The critical flaws in one Bitcoin bull argument

While the cryptocurrency has significant potential, it doesn't go as far as some proponents claim

The critical flaws in one Bitcoin bull argument
As the seemingly unstoppable mania for Bitcoin drives it to new heights, there has been significant cross-talk among financial and technology experts concerning how much further it could go. One reasoned argument supports the case for an additional doubling in value — but it ignores two realities of cryptocurrencies.
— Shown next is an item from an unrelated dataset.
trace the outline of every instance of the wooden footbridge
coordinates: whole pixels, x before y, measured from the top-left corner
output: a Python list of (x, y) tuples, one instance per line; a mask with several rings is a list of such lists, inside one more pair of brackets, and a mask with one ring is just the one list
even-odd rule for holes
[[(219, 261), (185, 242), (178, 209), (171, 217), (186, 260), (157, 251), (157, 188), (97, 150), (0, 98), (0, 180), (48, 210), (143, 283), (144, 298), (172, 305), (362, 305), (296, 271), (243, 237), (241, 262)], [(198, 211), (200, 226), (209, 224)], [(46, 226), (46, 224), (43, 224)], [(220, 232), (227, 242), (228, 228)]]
Because of technical advantages from blockchain technology, such as reducing transaction costs and settlement times while protecting people’s privacy, proponents say Bitcoin can potentially become a major player in global commerce. And since only 21 million bitcoins will ever be issued, the argument goes, the currency can’t be fundamentally debased.

“The global money supply as measured by M2 was at US$79.5 trillion in 2016, according to the CIA World Factbook,” said Wall Street Journal contributor Aaron Back. “If 1% of that supply were held in bitcoin, dividing that by 21 million units implies a value of around US$38,000 per coin, up from around $18,500 currently.”

But Back noted that the current iteration of bitcoin does not actually prevent delays. Because of limits to the number of transactions that the bitcoin network can process each second, there are still delays in settlement times and high transaction costs; as of Monday, the average cost per transaction was reportedly US$28.

Another issue is the fact that unlike Bitcoin, rival cryptocurrencies don’t have a cap on their total supply. According to Back, some competing currencies, such as Bitcoin Cash and litecoin, are already taking share. In the same way, banks and other financial institutions are working on ways to tap blockchain technology’s potential without being tied to cryptocurrencies.

“Bets on individual cryptocurrencies, particularly an early and flawed one, are still quite speculative and risky,” Back said. “Bitcoin investors need to keep that in mind as we head into 2018.”